This updates handling of capabilities to match the updated runtime specification,
in https://github.com/opencontainers/runtime-spec/pull/1094.
Prior to that change, the specification required runtimes to produce a (fatal)
error if a container configuration requested capabilities that could not be
granted (either the capability is "unknown" to the runtime, not supported by the
kernel version in use, or not available in the environment that the runtime
operates in).
This caused problems in situations where the runtime was running in a restricted
environment (for example, docker-in-docker), or if there is a mismatch between
the list of capabilities known by higher-level runtimes and the OCI runtime.
Some examples:
- Kernel 5.8 introduced CAP_PERFMON, CAP_BPF, and CAP_CHECKPOINT_RESTORE
capabilities. Docker 20.10.0 ("higher level runtime") shipped with
an updated list of capabilities, and when creating a "privileged" container,
would determine what capabilities are known by the kernel in use, and request
all those capabilities (by including them in the container config).

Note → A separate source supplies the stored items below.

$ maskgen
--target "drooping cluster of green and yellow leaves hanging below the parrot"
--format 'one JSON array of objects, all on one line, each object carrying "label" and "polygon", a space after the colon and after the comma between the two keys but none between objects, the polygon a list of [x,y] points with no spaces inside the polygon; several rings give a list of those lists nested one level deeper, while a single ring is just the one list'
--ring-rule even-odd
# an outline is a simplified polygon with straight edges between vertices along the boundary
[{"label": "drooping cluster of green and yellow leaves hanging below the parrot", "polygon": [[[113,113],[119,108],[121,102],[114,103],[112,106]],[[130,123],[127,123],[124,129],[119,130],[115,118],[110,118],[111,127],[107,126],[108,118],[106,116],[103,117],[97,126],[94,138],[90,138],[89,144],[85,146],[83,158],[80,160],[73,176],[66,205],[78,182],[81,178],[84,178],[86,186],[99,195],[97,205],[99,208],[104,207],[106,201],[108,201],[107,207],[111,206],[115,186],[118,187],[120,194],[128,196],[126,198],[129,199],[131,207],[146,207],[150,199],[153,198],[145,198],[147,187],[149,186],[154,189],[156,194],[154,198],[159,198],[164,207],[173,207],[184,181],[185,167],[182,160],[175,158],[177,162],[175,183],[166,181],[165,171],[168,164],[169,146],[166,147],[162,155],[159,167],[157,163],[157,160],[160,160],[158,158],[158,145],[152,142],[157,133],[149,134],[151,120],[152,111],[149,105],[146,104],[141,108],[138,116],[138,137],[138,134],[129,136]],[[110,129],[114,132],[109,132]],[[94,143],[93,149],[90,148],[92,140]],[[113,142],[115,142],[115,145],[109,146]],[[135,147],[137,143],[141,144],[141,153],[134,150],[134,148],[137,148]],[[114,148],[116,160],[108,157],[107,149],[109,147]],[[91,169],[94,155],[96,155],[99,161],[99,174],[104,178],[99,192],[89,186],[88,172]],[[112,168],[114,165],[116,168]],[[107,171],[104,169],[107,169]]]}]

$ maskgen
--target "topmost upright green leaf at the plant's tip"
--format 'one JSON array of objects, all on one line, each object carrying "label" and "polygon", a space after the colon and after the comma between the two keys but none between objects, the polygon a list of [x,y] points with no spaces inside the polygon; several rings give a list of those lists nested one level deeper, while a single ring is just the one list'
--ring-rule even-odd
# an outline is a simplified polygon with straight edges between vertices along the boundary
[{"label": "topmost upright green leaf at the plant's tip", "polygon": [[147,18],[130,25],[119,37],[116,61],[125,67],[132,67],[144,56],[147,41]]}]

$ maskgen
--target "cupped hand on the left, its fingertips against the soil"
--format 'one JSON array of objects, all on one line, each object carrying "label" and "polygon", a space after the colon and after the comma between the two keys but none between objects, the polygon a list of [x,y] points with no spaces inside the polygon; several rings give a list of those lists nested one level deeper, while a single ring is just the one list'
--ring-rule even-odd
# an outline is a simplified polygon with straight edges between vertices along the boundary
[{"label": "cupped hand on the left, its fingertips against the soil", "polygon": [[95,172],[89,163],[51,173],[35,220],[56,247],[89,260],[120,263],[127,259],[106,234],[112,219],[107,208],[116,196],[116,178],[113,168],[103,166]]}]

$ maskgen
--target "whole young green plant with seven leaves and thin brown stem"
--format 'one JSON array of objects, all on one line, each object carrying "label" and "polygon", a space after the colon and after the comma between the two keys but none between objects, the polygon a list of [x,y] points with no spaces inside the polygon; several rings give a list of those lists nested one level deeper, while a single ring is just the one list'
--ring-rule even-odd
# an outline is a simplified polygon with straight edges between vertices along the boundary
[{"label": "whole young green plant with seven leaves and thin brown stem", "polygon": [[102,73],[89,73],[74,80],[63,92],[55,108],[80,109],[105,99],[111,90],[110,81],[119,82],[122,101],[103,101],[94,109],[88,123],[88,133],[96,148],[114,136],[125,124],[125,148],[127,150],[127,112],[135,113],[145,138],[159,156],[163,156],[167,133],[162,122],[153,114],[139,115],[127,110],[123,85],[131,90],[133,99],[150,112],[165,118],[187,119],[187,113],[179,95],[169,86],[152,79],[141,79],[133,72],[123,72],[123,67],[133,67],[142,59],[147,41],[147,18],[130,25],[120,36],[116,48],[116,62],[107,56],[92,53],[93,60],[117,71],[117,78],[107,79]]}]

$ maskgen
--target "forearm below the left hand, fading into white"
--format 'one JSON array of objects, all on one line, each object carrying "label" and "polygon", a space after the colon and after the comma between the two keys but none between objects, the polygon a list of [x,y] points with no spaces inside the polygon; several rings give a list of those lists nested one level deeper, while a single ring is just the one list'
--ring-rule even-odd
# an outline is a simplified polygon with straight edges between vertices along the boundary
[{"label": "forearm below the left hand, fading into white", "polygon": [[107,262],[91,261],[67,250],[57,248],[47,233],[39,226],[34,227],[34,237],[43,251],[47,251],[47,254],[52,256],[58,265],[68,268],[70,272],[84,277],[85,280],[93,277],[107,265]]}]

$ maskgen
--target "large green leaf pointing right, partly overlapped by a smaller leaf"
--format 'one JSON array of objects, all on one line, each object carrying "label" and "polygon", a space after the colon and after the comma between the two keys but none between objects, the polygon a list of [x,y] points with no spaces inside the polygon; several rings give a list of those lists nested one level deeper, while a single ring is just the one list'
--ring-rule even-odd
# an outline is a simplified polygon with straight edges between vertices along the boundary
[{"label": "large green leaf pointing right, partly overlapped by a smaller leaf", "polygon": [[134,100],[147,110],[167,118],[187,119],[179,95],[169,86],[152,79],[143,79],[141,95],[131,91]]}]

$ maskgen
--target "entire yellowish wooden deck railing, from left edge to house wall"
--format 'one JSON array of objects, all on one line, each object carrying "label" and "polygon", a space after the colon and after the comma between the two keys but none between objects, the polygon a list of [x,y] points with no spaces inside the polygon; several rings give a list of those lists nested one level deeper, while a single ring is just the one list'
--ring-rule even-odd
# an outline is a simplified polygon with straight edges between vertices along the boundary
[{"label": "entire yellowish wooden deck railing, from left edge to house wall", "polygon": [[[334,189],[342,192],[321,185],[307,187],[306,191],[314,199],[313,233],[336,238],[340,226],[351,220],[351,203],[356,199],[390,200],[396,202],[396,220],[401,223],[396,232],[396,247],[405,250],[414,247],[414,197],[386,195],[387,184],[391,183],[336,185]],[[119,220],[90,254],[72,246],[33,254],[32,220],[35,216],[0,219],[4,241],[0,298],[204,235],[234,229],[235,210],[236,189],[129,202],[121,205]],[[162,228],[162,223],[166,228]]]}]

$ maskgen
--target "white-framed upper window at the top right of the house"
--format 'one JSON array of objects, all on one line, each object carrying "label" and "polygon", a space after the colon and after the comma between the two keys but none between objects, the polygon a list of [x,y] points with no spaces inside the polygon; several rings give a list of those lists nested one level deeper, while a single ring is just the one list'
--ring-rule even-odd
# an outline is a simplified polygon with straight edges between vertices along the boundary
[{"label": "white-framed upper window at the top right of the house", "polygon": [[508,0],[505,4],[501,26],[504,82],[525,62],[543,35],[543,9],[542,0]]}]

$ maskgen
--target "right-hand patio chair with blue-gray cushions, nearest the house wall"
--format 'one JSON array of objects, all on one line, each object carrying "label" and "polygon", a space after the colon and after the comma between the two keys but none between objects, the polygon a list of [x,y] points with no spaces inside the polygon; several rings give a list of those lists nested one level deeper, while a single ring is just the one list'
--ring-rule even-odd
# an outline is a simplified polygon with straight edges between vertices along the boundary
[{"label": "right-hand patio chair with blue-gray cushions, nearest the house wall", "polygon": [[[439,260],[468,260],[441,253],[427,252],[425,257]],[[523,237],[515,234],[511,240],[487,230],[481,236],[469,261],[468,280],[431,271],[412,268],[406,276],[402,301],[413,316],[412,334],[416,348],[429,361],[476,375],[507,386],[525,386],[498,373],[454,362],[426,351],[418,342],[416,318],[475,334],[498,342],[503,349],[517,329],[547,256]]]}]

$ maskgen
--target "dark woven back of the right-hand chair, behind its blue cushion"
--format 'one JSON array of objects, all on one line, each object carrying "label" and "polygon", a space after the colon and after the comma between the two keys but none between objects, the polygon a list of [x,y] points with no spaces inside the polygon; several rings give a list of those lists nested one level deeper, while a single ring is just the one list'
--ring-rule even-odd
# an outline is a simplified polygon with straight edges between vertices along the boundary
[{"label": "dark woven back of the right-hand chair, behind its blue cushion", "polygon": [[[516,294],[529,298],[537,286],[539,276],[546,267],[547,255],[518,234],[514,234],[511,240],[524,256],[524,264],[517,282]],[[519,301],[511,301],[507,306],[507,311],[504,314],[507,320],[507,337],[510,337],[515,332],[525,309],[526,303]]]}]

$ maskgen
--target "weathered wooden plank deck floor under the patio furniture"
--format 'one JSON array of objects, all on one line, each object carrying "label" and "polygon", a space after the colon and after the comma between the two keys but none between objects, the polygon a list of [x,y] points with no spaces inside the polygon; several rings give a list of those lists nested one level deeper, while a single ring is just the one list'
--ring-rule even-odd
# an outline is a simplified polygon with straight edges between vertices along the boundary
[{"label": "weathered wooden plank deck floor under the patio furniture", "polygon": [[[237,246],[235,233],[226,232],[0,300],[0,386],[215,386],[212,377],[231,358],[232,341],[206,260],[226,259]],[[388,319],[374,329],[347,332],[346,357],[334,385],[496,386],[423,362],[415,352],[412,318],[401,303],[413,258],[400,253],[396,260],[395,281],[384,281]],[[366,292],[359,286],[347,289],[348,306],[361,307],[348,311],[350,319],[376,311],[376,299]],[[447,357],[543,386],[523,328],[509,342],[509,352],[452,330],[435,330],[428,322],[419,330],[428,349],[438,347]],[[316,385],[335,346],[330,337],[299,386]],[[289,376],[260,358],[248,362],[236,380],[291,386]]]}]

However, runc did not yet have an updated list of capabilities, and therefore
reject the container specification, producing an error because the new
capabilities were "unknown".
- When running nested containers, for example, when running docker-in-docker,
the "inner" container may be using a more recent version of docker than the
"outer" container. In this situation, the "outer" container may be missing
capabilities that the inner container expects to be supported (based on
kernel version). However, starting the container would fail, because the OCI
runtime could not grant those capabilities (them not being available in the
environment it's running in).
WARN (but otherwise ignore) capabilities that cannot be granted
--------------------------------------------------------------------------------
This patch changes the handling to WARN (but otherwise ignore) capabilities that
are requested in the container config, but cannot be granted, alleviating higher
level runtimes to detect what capabilities are supported (by the kernel, and
in the current environment), as well as avoiding failures in situations where
the higher-level runtime is aware of capabilities that are not (yet) supported
by runc.
Impact on security
--------------------------------------------------------------------------------
Given that `capabilities` is an "allow-list", ignoring unknown capabilities does
not impose a security risk; worst case, a container does not get all requested
capabilities granted and, as a result, some actions may fail.
Backward-compatibility
--------------------------------------------------------------------------------
This change should be fully backward compatible. Higher-level runtimes that
already dynamically adjust the list of requested capabilities can continue to do
so. Runtimes that do not adjust will see an improvement (containers can start
even if some of the requested capabilities are not granted). Container processes
MAY fail (as described in "impact on security"), but users can debug this
situation either by looking at the warnings produces by the OCI runtime, or using
tools such as `capsh` / `libcap` to get the list of actual capabilities in the
container.
Signed-off-by: Sebastiaan van Stijn <github@gone.nl>